In Germania è il teatro brechtiano a salvare il cinema. Il modo di fare teatro di Brecht aveva abituato gli attori a comportarsi naturalmente davanti alla cinepresa ed ai microfoni, esprimendo il massimo della verità. Tralasciando le operette  e le commedie musicali, la cui volgarità artificialmente pimpante fece la polarità dello stile UFA, nacquero in Germania moltissime opere capitali, in presa diretta sulla realtà, che lanciavano ripetute grida di allarme per il viscido, strisciante, dilagante instaurarsi legale della tirannia nazista.
In particolare ricordiamo L’angelo azzurro di Josef von Sternberg, nel 1930, con una conturbante Marlene Dietrich. Un severo professore di liceo che viene lentamente trascinato nella rovina dalla bella Lola – Lola. Un film indimenticabile per le cupe atmosfere del tabarin, e per il messaggio di fondo della pellicola: il disfacimento del vecchio decoro borghese della società tedesca sotto l’impulso di desideri e fantasie che non si lasciano imbrigliare nelle leggi e nelle convenzioni sociali.
Ci sono anche opere totalmente svincolate da concetti espressionisti, che testimoniano con forza l’ultimo sussulto delle energie creative dei registi tedeschi, come M – Il mostro di Dusseldorf, uscito nel 1931 con la regia di Fritz Lang.

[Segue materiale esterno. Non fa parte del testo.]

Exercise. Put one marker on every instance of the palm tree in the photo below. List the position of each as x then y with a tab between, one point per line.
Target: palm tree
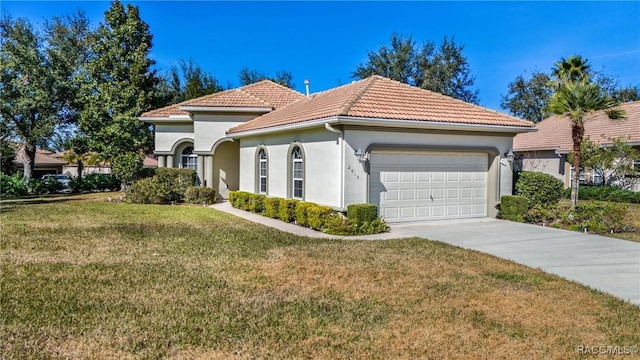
578	99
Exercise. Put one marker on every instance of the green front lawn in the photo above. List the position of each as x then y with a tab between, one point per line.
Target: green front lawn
85	278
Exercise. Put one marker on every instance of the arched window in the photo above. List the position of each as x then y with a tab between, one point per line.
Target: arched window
262	171
297	173
188	159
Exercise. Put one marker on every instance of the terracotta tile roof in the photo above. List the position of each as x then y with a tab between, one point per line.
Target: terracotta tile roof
171	110
555	132
43	157
379	97
264	93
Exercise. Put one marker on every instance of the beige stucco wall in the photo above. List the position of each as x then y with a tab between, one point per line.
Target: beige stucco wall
547	162
499	171
322	164
212	127
167	135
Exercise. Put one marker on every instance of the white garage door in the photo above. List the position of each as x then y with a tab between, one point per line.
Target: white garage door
428	186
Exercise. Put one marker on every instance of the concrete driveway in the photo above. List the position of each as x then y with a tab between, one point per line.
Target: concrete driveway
602	263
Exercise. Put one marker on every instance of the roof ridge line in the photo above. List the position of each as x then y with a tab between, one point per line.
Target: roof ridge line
254	97
344	109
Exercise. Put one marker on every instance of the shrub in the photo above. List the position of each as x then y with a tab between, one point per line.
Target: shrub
149	191
539	188
361	213
200	195
12	185
301	213
513	207
271	207
600	217
317	215
337	224
256	203
287	210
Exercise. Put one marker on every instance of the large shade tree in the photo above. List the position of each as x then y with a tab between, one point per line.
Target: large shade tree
577	98
441	68
122	85
39	79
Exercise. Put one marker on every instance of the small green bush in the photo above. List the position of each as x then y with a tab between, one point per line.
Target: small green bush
361	213
513	207
337	224
256	203
199	195
539	188
317	215
149	191
287	210
271	207
301	213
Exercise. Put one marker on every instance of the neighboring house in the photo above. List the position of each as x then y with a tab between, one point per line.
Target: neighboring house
103	167
416	154
44	163
546	150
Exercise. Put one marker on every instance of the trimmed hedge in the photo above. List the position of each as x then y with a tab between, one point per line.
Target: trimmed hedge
318	217
513	207
362	213
256	203
199	195
606	193
539	188
301	213
271	207
168	185
287	210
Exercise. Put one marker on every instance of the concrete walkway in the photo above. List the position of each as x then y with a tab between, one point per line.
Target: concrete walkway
603	263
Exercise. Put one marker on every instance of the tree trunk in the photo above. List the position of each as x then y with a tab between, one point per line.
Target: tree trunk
577	133
29	161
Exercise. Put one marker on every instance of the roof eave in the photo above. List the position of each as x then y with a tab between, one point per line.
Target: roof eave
433	125
227	109
391	123
164	119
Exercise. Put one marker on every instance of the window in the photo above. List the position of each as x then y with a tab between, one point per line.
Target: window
262	171
297	178
189	160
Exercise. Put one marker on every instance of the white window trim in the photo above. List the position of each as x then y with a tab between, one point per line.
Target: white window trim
262	161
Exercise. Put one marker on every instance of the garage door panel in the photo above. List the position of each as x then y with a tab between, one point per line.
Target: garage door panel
427	186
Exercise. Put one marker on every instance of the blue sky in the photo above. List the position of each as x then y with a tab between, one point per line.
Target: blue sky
325	41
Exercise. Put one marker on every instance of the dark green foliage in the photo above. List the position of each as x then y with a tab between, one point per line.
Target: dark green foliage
539	188
8	155
606	193
248	76
121	86
38	79
361	213
127	167
443	69
337	224
271	207
513	207
301	213
199	195
528	98
149	191
600	217
287	210
167	186
317	216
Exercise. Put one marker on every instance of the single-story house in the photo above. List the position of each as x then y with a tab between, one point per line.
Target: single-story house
45	162
416	154
546	150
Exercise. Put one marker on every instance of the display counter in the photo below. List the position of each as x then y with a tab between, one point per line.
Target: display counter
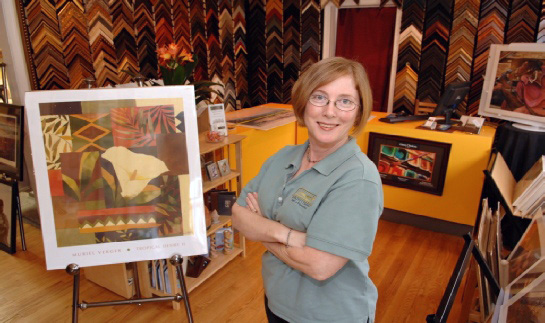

Fu per lungo tempo il film più famoso di Lang, apprezzato sia per il tema, sia per la straordinaria interpretazione di Peter Lorre, sia per lo stile visuale del regista. L’assassino Hans Beckert è un criminale annegato nella folla ordinaria; un uomo la cui mediocrità lo rende ancora più insaziabile e terrificante. Un uomo talmente opaco che diventa impossibile da comprendere, e quindi da giudicare.
Il film, intelligentemente, non è basato sull’assassino, ma sul contesto e la reazione sociale. In breve quel che accade è una metafora antinazista scopertissima, dove il mondo della malavita appare molto più rassicurante ed efficiente di quello rappresentato dalla legge e dallo Stato.
La maggior parte degli artisti però emigra dalla Germania. Nel 1933 Hans Steinhoff firma il film Il giovane hitleriano Queux. Ormai l’UFA beneficia di un monopolio assoluto. Goebbels trasforma l’arte cinematografica tedesca in pura propaganda nazista; la produzione cinematografica raggiunge livelli qualitativi bassissimi. Nel 1946 produrrà solo cinque film all’anno.